Pakistan’s military hospitals form the backbone of AJK’s success. Nearly 1.8 million patients are treated annually in army-run facilities, with services provided free of cost to all residents. This inclusive model is a lifeline for communities in remote valleys and mountains. In contrast, IIOJK’s people face militarized control of movement, where curfews prevent ambulances from reaching patients and entire districts are cut off during security operations. The result is a man-made healthcare crisis under Indian rule, one that cannot be blamed on geography but on deliberate neglect.

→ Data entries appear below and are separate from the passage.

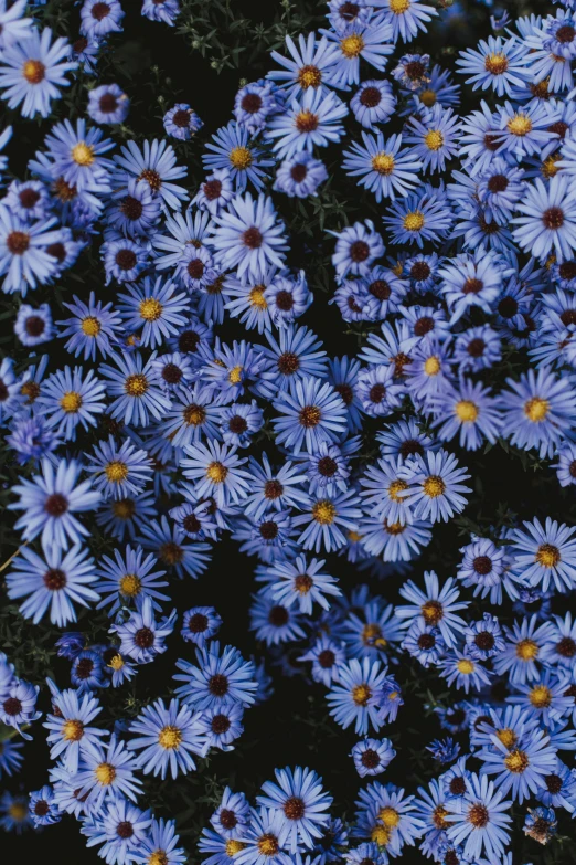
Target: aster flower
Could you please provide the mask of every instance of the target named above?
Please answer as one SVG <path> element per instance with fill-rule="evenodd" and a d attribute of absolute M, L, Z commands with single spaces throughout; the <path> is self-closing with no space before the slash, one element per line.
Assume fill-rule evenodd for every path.
<path fill-rule="evenodd" d="M 18 4 L 17 4 L 18 6 Z M 17 7 L 13 7 L 15 9 Z M 1 97 L 9 108 L 20 105 L 23 117 L 40 114 L 47 117 L 52 99 L 61 98 L 61 87 L 70 86 L 66 72 L 77 63 L 68 61 L 71 46 L 62 36 L 52 42 L 52 31 L 31 28 L 26 38 L 14 41 L 2 51 L 0 67 Z"/>

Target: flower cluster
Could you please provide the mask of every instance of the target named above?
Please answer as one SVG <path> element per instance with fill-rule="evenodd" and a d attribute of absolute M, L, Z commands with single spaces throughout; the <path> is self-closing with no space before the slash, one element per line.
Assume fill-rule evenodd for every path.
<path fill-rule="evenodd" d="M 0 0 L 2 571 L 70 686 L 0 656 L 0 769 L 41 717 L 51 759 L 0 824 L 68 814 L 108 865 L 185 861 L 160 782 L 234 750 L 271 694 L 262 658 L 215 639 L 221 587 L 181 608 L 220 545 L 256 562 L 249 640 L 277 679 L 323 688 L 367 781 L 353 820 L 313 768 L 277 769 L 253 804 L 218 787 L 205 865 L 386 865 L 416 844 L 510 865 L 514 821 L 546 844 L 576 814 L 576 527 L 550 516 L 576 484 L 575 4 L 492 18 L 449 70 L 405 53 L 448 3 L 330 0 L 200 159 L 189 103 L 142 137 L 134 95 L 102 83 L 127 3 L 78 3 L 75 41 L 43 6 Z M 141 13 L 177 28 L 181 6 Z M 332 321 L 355 351 L 329 354 Z M 487 513 L 494 452 L 545 476 L 548 509 Z M 143 694 L 177 625 L 186 656 Z M 406 759 L 413 713 L 444 738 L 406 793 L 372 779 Z"/>

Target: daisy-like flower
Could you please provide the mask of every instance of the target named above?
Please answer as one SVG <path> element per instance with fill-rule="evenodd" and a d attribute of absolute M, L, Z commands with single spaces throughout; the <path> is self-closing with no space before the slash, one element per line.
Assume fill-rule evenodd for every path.
<path fill-rule="evenodd" d="M 451 159 L 458 149 L 460 119 L 451 108 L 436 104 L 425 109 L 420 117 L 413 117 L 408 126 L 406 144 L 412 144 L 409 154 L 413 159 L 422 160 L 419 167 L 425 172 L 444 171 L 446 160 Z"/>
<path fill-rule="evenodd" d="M 157 591 L 168 586 L 167 580 L 161 578 L 166 571 L 153 570 L 158 561 L 152 553 L 146 556 L 141 547 L 132 549 L 130 545 L 126 547 L 122 553 L 114 550 L 114 559 L 109 556 L 103 556 L 98 568 L 97 590 L 102 594 L 102 601 L 97 609 L 109 606 L 108 614 L 111 616 L 135 602 L 138 598 L 151 598 L 154 610 L 160 611 L 159 601 L 169 601 L 168 595 Z"/>
<path fill-rule="evenodd" d="M 290 107 L 273 117 L 266 127 L 266 137 L 274 141 L 273 150 L 280 159 L 291 158 L 301 150 L 327 147 L 339 141 L 344 131 L 342 118 L 348 106 L 333 91 L 307 89 Z"/>
<path fill-rule="evenodd" d="M 417 243 L 442 240 L 454 221 L 444 189 L 426 184 L 422 191 L 410 192 L 402 201 L 394 202 L 390 217 L 383 221 L 390 226 L 393 243 Z"/>
<path fill-rule="evenodd" d="M 409 496 L 415 519 L 447 523 L 466 507 L 462 494 L 472 490 L 462 481 L 469 477 L 466 470 L 458 466 L 456 456 L 447 451 L 428 452 L 424 457 L 416 454 L 405 465 L 404 478 L 408 488 L 399 495 Z"/>
<path fill-rule="evenodd" d="M 524 521 L 526 530 L 512 535 L 512 570 L 527 584 L 547 591 L 551 582 L 556 591 L 574 589 L 576 581 L 575 529 L 546 517 L 542 523 L 534 517 Z"/>
<path fill-rule="evenodd" d="M 74 602 L 89 606 L 99 601 L 90 586 L 96 582 L 94 559 L 79 546 L 65 555 L 58 547 L 46 552 L 46 560 L 23 547 L 7 577 L 8 597 L 26 598 L 20 604 L 24 619 L 38 624 L 50 608 L 50 621 L 58 627 L 76 621 Z"/>
<path fill-rule="evenodd" d="M 344 729 L 354 724 L 354 731 L 361 736 L 367 732 L 370 726 L 377 731 L 381 722 L 376 697 L 385 677 L 386 671 L 380 661 L 364 657 L 362 662 L 352 658 L 342 664 L 338 669 L 338 681 L 327 696 L 330 715 L 337 724 Z"/>
<path fill-rule="evenodd" d="M 284 68 L 268 72 L 267 77 L 278 82 L 289 98 L 300 96 L 308 89 L 328 93 L 333 82 L 333 66 L 339 57 L 337 46 L 326 38 L 317 40 L 314 33 L 308 36 L 300 33 L 298 45 L 287 35 L 286 48 L 290 57 L 277 51 L 270 52 L 270 57 Z"/>
<path fill-rule="evenodd" d="M 284 266 L 288 244 L 271 199 L 238 196 L 214 221 L 211 244 L 216 263 L 226 270 L 237 268 L 239 279 L 257 282 L 266 276 L 270 264 Z"/>
<path fill-rule="evenodd" d="M 186 169 L 177 166 L 175 152 L 167 141 L 145 141 L 142 149 L 136 141 L 128 141 L 120 150 L 120 156 L 115 156 L 114 161 L 118 169 L 113 175 L 113 183 L 126 187 L 126 172 L 138 182 L 145 181 L 150 192 L 160 198 L 172 210 L 179 210 L 181 202 L 188 199 L 188 193 L 179 183 L 185 177 Z"/>
<path fill-rule="evenodd" d="M 396 606 L 395 615 L 403 627 L 420 620 L 423 624 L 437 627 L 447 646 L 454 647 L 457 634 L 466 629 L 466 622 L 456 613 L 466 610 L 468 601 L 459 601 L 460 591 L 456 581 L 449 577 L 440 589 L 438 577 L 434 571 L 424 573 L 425 590 L 419 589 L 408 580 L 401 589 L 401 594 L 410 602 L 407 606 Z"/>
<path fill-rule="evenodd" d="M 332 797 L 322 788 L 322 779 L 311 769 L 276 769 L 276 781 L 266 781 L 262 794 L 256 797 L 259 805 L 282 814 L 279 844 L 296 853 L 299 845 L 309 850 L 314 838 L 322 837 L 322 829 L 329 821 L 324 813 L 332 803 Z"/>
<path fill-rule="evenodd" d="M 383 198 L 406 196 L 417 183 L 423 167 L 408 150 L 401 150 L 402 135 L 393 135 L 386 141 L 382 133 L 376 137 L 362 133 L 364 147 L 354 143 L 344 150 L 342 167 L 350 177 L 361 177 L 361 186 L 370 189 L 380 203 Z"/>
<path fill-rule="evenodd" d="M 137 600 L 137 610 L 124 624 L 114 624 L 110 633 L 120 639 L 119 652 L 136 661 L 137 664 L 150 664 L 157 655 L 166 652 L 164 640 L 174 630 L 175 610 L 169 616 L 157 622 L 152 599 L 148 594 Z"/>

This difference is not accidental. It reflects governance priorities. In AJK, Pakistan has combined civilian and military systems to ensure no Kashmiri is left without access to care. The system is far from perfect, rural areas need better facilities, and specialist services remain limited. Yet the resilience of AJK’s healthcare structure stands in stark contrast to IIOJK, where healthcare has become collateral damage of a political conflict.
The lesson is clear: healthcare is not only about numbers, it is about dignity. AJK’s story shows how Pakistan, even with constrained budgets, has prioritized human welfare in a sensitive region. IIOJK, under Indian occupation, shows the opposite — a system crippled by authoritarian restrictions, where doctors are silenced, hospitals are raided, and patients are often treated as security risks rather than citizens in need of care.
Looking forward, Pakistan can strengthen AJK’s success by focusing on three priorities. First, retaining medical graduates through targeted incentives in housing, career growth, and financial packages. Second, expanding and modernizing civilian hospitals so that the military system is complemented rather than overburdened. Third, raising international awareness so that Kashmir’s story is not reduced to a political dispute but recognized as a humanitarian and health issue as well.
AJK’s healthcare journey is one of contrasts: fewer doctors than large provinces but stronger ratios than IIOJK, limited resources but better bed availability than Punjab or Sindh, and a reliance on Pakistan’s military hospitals that has become a strength rather than a weakness. It is proof that Pakistan has delivered where India has failed. The message is simple yet powerful: under Pakistan’s stewardship, Kashmiris in AJK live with dignity and access, while across the Line of Control, India has turned healthcare into another casualty of occupation.